1. ## Ordinary Differential Equation (quick question about a step in the process)

Looking through my notes for a maths exam tomorrow I can't figure out the jump from one step to another:

The original question is Solve:

$\frac{dy}{dx}-y=x^2e^2x$

now further down the steps I can't figure out how it jumps from:

$\frac{1}{x}\frac{dy}{dx}-\frac{1}{x^2}y=e^2x$

to

$\frac{d}{dx}(y\frac{1}{x})=e^2x$

What I want to know is how you get from the $\frac{dy}{dx}$ to the $\frac{d}{dx}$ and what happens to the $\frac{-1}{x^2}y$

Thanks

2. I think you have a typo in your problem, the original equation should be $xy'-y=x^2e^2x.$

As for your question, what do you get if you try to differentiate w.r.t. to $x$ the expression $y\cdot\frac1x$ ?

3. I don't see any typo no, that's the notation we use for Ordinary Differential Equations.

Differentiating that will give you the $\frac{-1}{x^2}y$ yes, but what I think I'm meaning to say is, how do you jump from the $\frac{dy}{dx}$ to $\frac{d}{dx}$ what is the difference between them.

And if you do as you say and differentiate w.r.t. to the expression ? How can this still be the same as the line up above it?
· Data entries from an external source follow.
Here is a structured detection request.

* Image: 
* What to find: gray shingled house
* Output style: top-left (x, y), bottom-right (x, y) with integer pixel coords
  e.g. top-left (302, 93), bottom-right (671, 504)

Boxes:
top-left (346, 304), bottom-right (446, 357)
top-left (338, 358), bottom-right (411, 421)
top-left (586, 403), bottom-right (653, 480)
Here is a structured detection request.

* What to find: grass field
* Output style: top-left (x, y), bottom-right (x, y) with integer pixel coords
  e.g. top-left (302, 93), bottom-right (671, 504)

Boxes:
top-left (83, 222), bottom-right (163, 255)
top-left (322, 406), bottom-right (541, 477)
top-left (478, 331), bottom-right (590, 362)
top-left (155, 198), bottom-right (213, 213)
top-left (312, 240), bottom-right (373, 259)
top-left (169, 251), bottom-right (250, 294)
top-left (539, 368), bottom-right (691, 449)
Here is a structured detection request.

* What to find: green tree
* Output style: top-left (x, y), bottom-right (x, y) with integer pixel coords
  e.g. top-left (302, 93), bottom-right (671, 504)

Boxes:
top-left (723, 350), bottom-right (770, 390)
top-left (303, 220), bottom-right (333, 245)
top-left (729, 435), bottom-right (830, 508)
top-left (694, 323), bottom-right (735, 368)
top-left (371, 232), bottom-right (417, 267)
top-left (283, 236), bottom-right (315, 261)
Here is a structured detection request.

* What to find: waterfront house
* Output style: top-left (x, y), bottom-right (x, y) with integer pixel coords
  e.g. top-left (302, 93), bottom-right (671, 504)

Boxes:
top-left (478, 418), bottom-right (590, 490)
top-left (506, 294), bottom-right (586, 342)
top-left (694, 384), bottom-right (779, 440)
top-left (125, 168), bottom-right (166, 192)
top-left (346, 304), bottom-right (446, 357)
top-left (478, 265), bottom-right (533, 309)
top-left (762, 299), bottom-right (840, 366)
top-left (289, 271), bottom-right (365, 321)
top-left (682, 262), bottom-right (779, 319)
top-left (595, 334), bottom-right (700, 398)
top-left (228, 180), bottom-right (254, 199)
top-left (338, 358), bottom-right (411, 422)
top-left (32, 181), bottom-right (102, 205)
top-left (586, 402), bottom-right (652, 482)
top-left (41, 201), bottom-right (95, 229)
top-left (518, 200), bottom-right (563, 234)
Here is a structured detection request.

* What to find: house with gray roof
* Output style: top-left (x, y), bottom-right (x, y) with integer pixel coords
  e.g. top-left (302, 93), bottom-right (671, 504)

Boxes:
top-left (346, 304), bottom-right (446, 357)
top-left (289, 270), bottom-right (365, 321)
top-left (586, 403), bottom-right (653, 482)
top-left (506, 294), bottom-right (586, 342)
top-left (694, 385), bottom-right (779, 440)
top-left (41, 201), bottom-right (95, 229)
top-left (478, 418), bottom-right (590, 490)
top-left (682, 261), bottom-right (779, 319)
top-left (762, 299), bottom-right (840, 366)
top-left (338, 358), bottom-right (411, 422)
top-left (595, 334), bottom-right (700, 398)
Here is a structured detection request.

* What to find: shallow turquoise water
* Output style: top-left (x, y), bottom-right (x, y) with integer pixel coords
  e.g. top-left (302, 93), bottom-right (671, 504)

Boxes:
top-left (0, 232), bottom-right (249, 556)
Surely that would make it: $\frac{-1}{x^2}y=e^2x$ and not

Or am I completely missing something here?

4. Originally Posted by Macca567
I don't see any typo no, that's the notation we use for Ordinary Differential Equations.

Differentiating that will give you the $\frac{-1}{x^2}y$ yes, but what I think I'm meaning to say is, how do you jump from the $\frac{dy}{dx}$ to $\frac{d}{dx}$ what is the difference between them.

And if you do as you say and differentiate w.r.t. to the expression ? How can this still be the same as the line up above it? Surely that would make it: $\frac{-1}{x^2}y=e^2x$ and not

Or am I completely missing something here?
You are missing something.

$
\frac{d}{dx} \left(\frac{y}{x} \right) = \frac{x y' - y}{x^2}
$

by the quotient rule and implicit differentiation.